The performative element of photography is also used by other artists in the exhibition, such as Pushpamala N, Sonia Khurana, Vivan Sundaram and Ranbir Kaleka. Each artist in their own way plays with spatial and temporal dimensions, with personal and collective memory, and nostalgia. Pushpamala N’s enacted photographs are of particular interest in their creation of images of empowered women. Inspired by cinema and its female characters, the artist created Phantom Lady (1996–98), her first photo performance and character incarnation, which reflects the essence of film noir through a thriller-like plot where photography is treated as both a documentary and a performative process. Roobina Karode goes on to explain in her essay how Pushpamala N “engages different classes of people into playing different characters”. Karode continues:
As one looks into the dramaturgic aspect of this and any of her subsequent staged photographs, one discovers that she consciously and persistently refers to a lineage of performative space that has a long history in India, one mostly based in urban popular culture rather than in folk traditions. Icons like the fearless Nadia from 1930s Hindi cinema, who performed stunts onscreen, becomes an alter-self in Pushpamala’s performance in Phantom Lady. Conjured props and supporting characters that contained the narrative turn up as a hyper-imagined still from a film that was never shot or even attempted to be made.

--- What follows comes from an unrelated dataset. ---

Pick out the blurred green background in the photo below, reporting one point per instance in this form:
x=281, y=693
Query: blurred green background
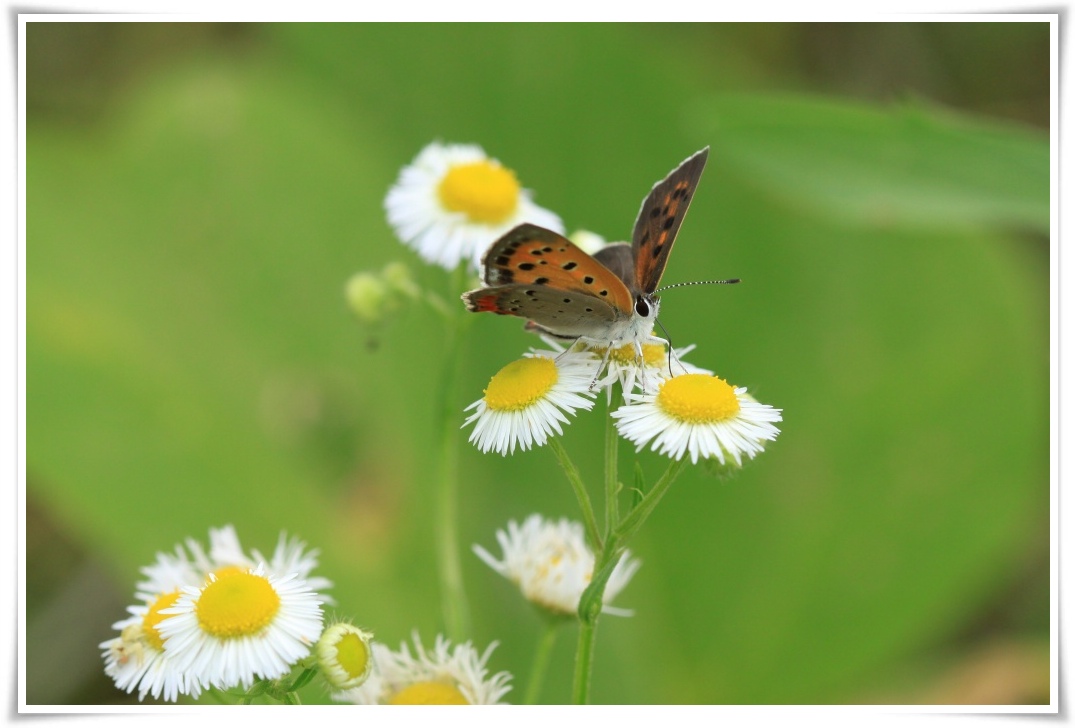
x=197, y=196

The 1998 series Sunhere Sapne also contains an element of filmic staging, borrowing the popular cinematic trope of depicting both the bright and dark side of a character, as Karode explains, writing:
The middle-class housewife dressed in a housecoat and her alter ego, a mysterious woman in a golden dress and bouffant hairstyle, are posited as binaries inside the domestic space and outside on the boulevard or street, with the main character ultimately stuck at the threshold and pointing a gun directly at the viewer.
Pushpamala N tinted and painted the black-and-white photographs with bright colours, to give them a kitsch, vintage appearance that suggests a nostalgia for film entertainment, a nostalgia that is often found in old middle-class family albums and studio photographs.
“Moving Still” gives a new perspective on photographic practices in India today, through the images of some early pioneers of the medium as well as more recent, provocative ones, by focusing on the performative element. Quoted by VAN, Kathleen S. Bartels, Director of the Vancouver Art Gallery says:
Moving Still shifts the focus from India’s preeminent and historical traditions of sculpture and painting, to its rich and diverse history of photography. While this exhibition examines contemporary practices, it tells a fascinating narrative of the artistic impact and influences across three generations of artists who turn the camera onto themselves in ground-breaking ways.
C. A. Xuân Mai Ardia
“Moving Still: Performative Photography in India” runs from 19 April to 2 September 2019 at the Vancouver Art Gallery, Canada.